Eastern Han Dynasty, A.D. 2nd -Early 3rd Century
the wide arc-shaped huang ending in silhouetted dragon heads with large pierced eyes and wide open jaws showing jagged teeth, engraved with linear details including spiral stripes on the body and 'C'-scroll motifs on the head, the thin metal with a silvered surface, highlighted with gilding on the stripes, around the margins and on other details including the central suspension loop; the large bi disc with a small central aperture covered by a domed boss over a spike for attachment, very freely engraved in the upper half of the disc with a figure of Xiwangmu, the Queen Mother of the West, seated with a dragon on her left and a winged tiger on her right above twin towers representing the Gates of Heaven, flanked by a large three-legged bird and a winged tiger, and with a guardian deity in the center, blocking the gateway, shown dressed as a court dignitary but with a feathered cape over his shoulders, the scene outlined in dotted lines and highlighted in gilding over a silvered background, with a plain gilded border around the edge, showing some bright green corrosion from burial.
Huang: Length 16 1⁄2 inches (42 cm)
Disc: Diameter 10 5⁄8 inches (27 cm)
The figure shown on the upper half of this disc, Xiwangmu, the Queen Mother of the West, was the most important deity in the cult of heaven, one of the oldest of all Chinese religious ideas. The Queen Mother is identified by her crown and costume and by the auspicious animals guarding her throne. She was known as the Queen Mother of the West because of the belief that she presided over a heavenly realm located in the far west, on top of Mount Kunlun.

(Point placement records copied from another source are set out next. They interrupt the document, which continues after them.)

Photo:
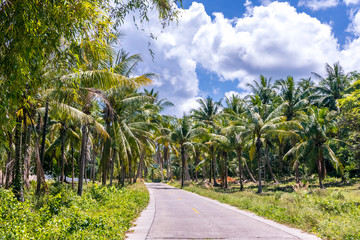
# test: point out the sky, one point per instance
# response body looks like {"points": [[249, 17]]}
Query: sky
{"points": [[218, 46]]}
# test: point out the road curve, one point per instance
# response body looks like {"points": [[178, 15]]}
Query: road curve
{"points": [[179, 214]]}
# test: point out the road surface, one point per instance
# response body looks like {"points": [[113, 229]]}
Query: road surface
{"points": [[178, 214]]}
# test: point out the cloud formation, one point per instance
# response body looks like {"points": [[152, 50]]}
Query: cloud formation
{"points": [[273, 40], [319, 4]]}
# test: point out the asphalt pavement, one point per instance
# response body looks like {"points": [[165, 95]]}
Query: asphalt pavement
{"points": [[177, 214]]}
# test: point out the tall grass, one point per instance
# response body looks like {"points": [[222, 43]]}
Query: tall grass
{"points": [[101, 213], [332, 213]]}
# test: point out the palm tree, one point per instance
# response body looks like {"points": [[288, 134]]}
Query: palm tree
{"points": [[297, 102], [316, 141], [206, 114], [332, 86], [264, 89], [184, 135], [259, 128], [235, 109]]}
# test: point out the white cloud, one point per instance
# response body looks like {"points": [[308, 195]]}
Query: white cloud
{"points": [[242, 94], [351, 2], [354, 27], [274, 40], [319, 4]]}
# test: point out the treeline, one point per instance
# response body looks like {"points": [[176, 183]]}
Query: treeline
{"points": [[71, 108], [285, 129]]}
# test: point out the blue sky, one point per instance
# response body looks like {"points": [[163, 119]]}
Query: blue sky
{"points": [[219, 46]]}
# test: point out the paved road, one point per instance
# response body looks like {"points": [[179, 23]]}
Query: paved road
{"points": [[183, 215], [176, 214]]}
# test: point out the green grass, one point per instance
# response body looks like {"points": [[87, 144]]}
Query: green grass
{"points": [[331, 213], [101, 213]]}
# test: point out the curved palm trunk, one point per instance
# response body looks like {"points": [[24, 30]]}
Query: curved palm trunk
{"points": [[112, 166], [258, 155], [40, 175], [297, 172], [166, 160], [320, 167], [44, 132], [241, 171], [197, 160], [9, 163], [83, 155], [141, 164], [73, 167], [182, 165], [26, 153], [269, 165], [160, 161], [122, 171], [18, 168], [213, 158], [63, 139], [226, 170]]}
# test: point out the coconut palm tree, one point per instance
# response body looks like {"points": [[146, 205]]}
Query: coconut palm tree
{"points": [[206, 115], [315, 146], [260, 128], [184, 135], [264, 89], [332, 86]]}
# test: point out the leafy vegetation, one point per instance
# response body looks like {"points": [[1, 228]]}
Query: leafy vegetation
{"points": [[74, 107], [101, 213], [332, 213]]}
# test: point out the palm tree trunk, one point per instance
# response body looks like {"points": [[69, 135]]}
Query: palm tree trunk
{"points": [[269, 165], [122, 171], [241, 171], [141, 164], [73, 167], [44, 131], [63, 139], [40, 176], [204, 171], [112, 166], [210, 173], [214, 166], [226, 169], [297, 172], [258, 156], [167, 160], [160, 161], [25, 149], [197, 160], [182, 165], [320, 167], [9, 163], [83, 155], [18, 168], [105, 158], [130, 170]]}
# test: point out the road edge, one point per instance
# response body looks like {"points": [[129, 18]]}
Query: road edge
{"points": [[293, 231], [143, 224]]}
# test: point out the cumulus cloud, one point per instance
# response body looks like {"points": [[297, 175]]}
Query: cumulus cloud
{"points": [[234, 93], [351, 2], [319, 4], [274, 40]]}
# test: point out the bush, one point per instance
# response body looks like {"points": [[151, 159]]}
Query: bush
{"points": [[101, 213]]}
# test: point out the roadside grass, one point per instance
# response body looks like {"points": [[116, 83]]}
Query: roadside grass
{"points": [[331, 213], [101, 213]]}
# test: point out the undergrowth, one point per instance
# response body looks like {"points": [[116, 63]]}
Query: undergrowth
{"points": [[101, 213]]}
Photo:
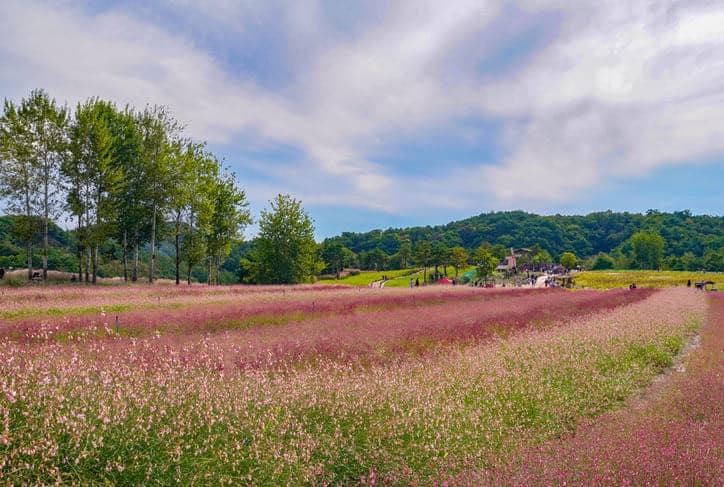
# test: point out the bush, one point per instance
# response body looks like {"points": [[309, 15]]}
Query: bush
{"points": [[603, 262]]}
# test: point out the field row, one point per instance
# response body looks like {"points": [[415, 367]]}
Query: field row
{"points": [[169, 409]]}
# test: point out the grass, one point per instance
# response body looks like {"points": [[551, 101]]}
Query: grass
{"points": [[157, 411], [405, 281], [623, 278], [365, 278]]}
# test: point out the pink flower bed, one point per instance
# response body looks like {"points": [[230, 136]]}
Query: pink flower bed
{"points": [[671, 437], [362, 337]]}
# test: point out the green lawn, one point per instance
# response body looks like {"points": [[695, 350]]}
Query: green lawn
{"points": [[365, 278]]}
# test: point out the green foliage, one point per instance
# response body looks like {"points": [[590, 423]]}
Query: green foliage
{"points": [[648, 250], [458, 258], [423, 257], [568, 260], [603, 262], [286, 252], [485, 262]]}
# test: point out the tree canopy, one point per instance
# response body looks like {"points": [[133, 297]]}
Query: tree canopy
{"points": [[286, 252]]}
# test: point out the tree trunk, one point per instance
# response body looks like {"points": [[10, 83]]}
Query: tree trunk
{"points": [[30, 260], [190, 251], [95, 264], [152, 259], [45, 231], [208, 279], [218, 266], [80, 251], [87, 263], [136, 237], [29, 235], [125, 256], [178, 254]]}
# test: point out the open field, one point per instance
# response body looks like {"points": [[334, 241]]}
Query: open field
{"points": [[365, 278], [319, 384], [622, 278]]}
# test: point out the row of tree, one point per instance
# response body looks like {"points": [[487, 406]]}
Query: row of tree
{"points": [[119, 174]]}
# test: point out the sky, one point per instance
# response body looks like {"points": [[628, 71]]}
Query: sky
{"points": [[381, 114]]}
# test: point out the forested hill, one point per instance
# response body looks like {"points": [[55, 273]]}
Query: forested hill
{"points": [[583, 235]]}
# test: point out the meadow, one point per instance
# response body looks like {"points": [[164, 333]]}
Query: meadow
{"points": [[341, 385], [623, 278]]}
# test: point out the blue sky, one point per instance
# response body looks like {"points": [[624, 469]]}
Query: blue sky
{"points": [[378, 113]]}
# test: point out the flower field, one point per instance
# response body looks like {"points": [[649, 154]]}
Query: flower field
{"points": [[655, 279], [320, 385]]}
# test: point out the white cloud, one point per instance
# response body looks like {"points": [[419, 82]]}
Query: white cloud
{"points": [[618, 89]]}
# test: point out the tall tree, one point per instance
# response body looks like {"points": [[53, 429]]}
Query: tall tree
{"points": [[133, 215], [158, 132], [46, 125], [423, 257], [459, 258], [230, 217], [92, 178], [286, 251], [18, 181], [648, 249], [200, 210], [405, 253], [485, 262], [568, 260]]}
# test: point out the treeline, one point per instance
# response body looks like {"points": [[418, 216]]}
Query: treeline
{"points": [[676, 241], [124, 177]]}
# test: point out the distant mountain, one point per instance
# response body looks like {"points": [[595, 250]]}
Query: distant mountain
{"points": [[585, 236]]}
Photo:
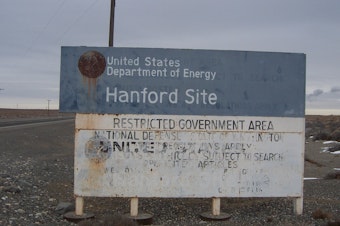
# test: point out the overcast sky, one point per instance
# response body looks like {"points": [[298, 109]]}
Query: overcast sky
{"points": [[32, 33]]}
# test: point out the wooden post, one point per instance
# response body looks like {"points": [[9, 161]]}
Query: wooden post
{"points": [[79, 205], [298, 205], [112, 21], [216, 204], [134, 207]]}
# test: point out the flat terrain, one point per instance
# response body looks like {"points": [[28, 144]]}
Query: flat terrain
{"points": [[36, 174]]}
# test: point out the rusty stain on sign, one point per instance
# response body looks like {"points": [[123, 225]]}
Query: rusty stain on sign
{"points": [[91, 65]]}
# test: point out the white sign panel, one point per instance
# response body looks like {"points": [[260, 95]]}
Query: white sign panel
{"points": [[188, 156]]}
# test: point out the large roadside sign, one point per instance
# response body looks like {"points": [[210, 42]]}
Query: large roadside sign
{"points": [[185, 123]]}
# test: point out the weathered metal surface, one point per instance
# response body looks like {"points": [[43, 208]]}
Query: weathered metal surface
{"points": [[182, 82], [188, 156]]}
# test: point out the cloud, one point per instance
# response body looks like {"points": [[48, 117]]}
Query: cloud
{"points": [[335, 89], [316, 93]]}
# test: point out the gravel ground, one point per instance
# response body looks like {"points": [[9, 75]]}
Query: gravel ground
{"points": [[36, 188]]}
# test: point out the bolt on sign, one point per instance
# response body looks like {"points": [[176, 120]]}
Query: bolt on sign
{"points": [[185, 123]]}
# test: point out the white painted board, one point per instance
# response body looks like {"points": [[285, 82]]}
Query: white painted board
{"points": [[188, 156]]}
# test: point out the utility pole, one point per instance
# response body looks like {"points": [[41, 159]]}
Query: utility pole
{"points": [[112, 21], [48, 107]]}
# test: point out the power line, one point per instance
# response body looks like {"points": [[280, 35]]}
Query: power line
{"points": [[77, 19], [44, 28]]}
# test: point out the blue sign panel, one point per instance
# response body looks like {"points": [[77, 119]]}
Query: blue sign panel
{"points": [[182, 82]]}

A gilt-bronze ornamental disc engraved with a different rendering of the same themes, including the two characters tian men (gate of heaven) inscribed between the towers on the lower half, was among a group of gilt-bronze ornaments discovered in brick tombs in eastern Sichuan province during archaeological work in 1982-1987 and is published in a line drawing in Kaogu 1998, No. 12, p. 81, fig. 1, in a report entitled Chongqing Wushanxian Dong Han liujin tongpaishi de faxian yu yanjiu (Discovery and investigation of Eastern Han gilded bronze ornamental plaques from Wushan county, Chongqing), together with ten other discs and four other engraved gilt bronze panels of various shapes. The same disc, together with four of the other ornamental plaques from the same source, is illustrated in a line drawing in the exhibition catalogue, Ancient Sichuan: Treasures from a Lost Civilization, R. Bagley ed., Seattle 2001, p. 54, in an introductory essay by Michèle Pirazzoli-t'Serstevens entitled "Sichuan in the Warring States and Han Periods", with an excellent summary of the belief systems and burial customs in Western China during the Eastern Han period, pp. 50-57.

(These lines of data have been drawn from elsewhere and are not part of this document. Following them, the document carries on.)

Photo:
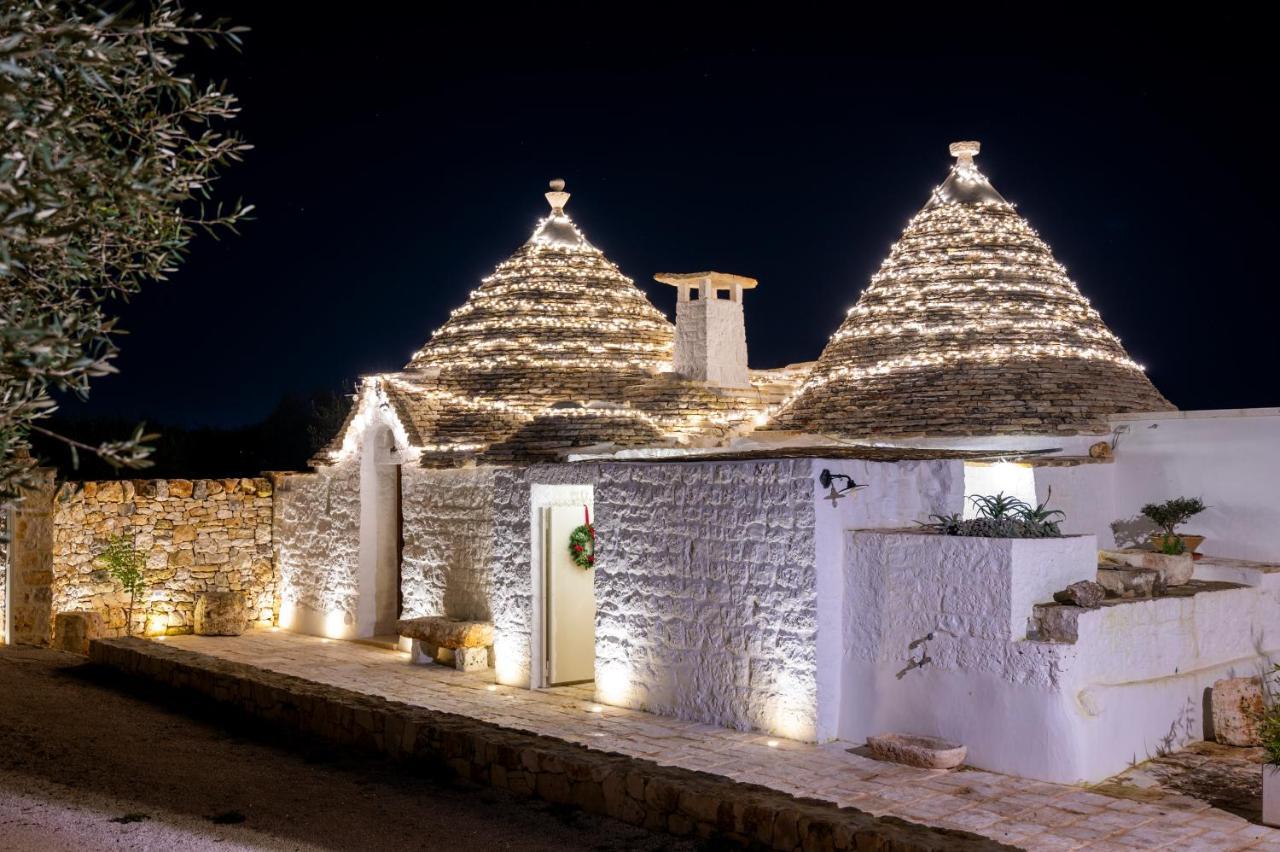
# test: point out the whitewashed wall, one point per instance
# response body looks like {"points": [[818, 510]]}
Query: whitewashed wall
{"points": [[705, 596], [1129, 687], [512, 598], [1230, 458], [896, 495], [316, 534], [448, 554]]}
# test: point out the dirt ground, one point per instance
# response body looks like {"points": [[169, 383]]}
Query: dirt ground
{"points": [[1226, 777], [87, 764]]}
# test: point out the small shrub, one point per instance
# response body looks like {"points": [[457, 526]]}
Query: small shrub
{"points": [[1270, 727], [1173, 513], [124, 563], [1001, 517]]}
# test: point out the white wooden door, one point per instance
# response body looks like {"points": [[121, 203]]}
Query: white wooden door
{"points": [[570, 603]]}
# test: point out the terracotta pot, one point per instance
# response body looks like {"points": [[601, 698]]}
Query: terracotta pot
{"points": [[1191, 543]]}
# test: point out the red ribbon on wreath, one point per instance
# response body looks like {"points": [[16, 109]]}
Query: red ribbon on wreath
{"points": [[581, 543]]}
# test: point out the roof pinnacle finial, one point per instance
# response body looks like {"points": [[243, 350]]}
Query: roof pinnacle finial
{"points": [[964, 152], [557, 197]]}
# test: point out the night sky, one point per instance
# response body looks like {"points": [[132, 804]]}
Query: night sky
{"points": [[401, 155]]}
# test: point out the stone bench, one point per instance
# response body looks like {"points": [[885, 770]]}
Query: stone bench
{"points": [[467, 646], [72, 631]]}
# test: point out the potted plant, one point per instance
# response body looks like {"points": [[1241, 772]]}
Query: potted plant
{"points": [[1169, 516], [126, 563]]}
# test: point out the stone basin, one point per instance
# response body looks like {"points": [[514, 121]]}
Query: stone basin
{"points": [[915, 750]]}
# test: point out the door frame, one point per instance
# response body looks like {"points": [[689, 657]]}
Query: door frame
{"points": [[544, 497]]}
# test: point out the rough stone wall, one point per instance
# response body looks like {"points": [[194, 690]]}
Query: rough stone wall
{"points": [[197, 535], [512, 600], [31, 564], [705, 592], [318, 548], [448, 530], [705, 587], [4, 572]]}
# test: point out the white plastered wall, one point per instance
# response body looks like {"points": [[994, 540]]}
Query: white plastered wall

Compare also a gilt and silvered bronze disc engraved with the same motif in the Royal Ontario Museum, Toronto, received as a donation from the Tanenbaum Collection together with several other similar Eastern Han mortuary ornaments, illustrated by Klaas Ruitenbeek in the exhibition catalogue entitled Chinese Shadows, Toronto, 2002, cat. no. 13C, p. 28, with a full caption on p. 57.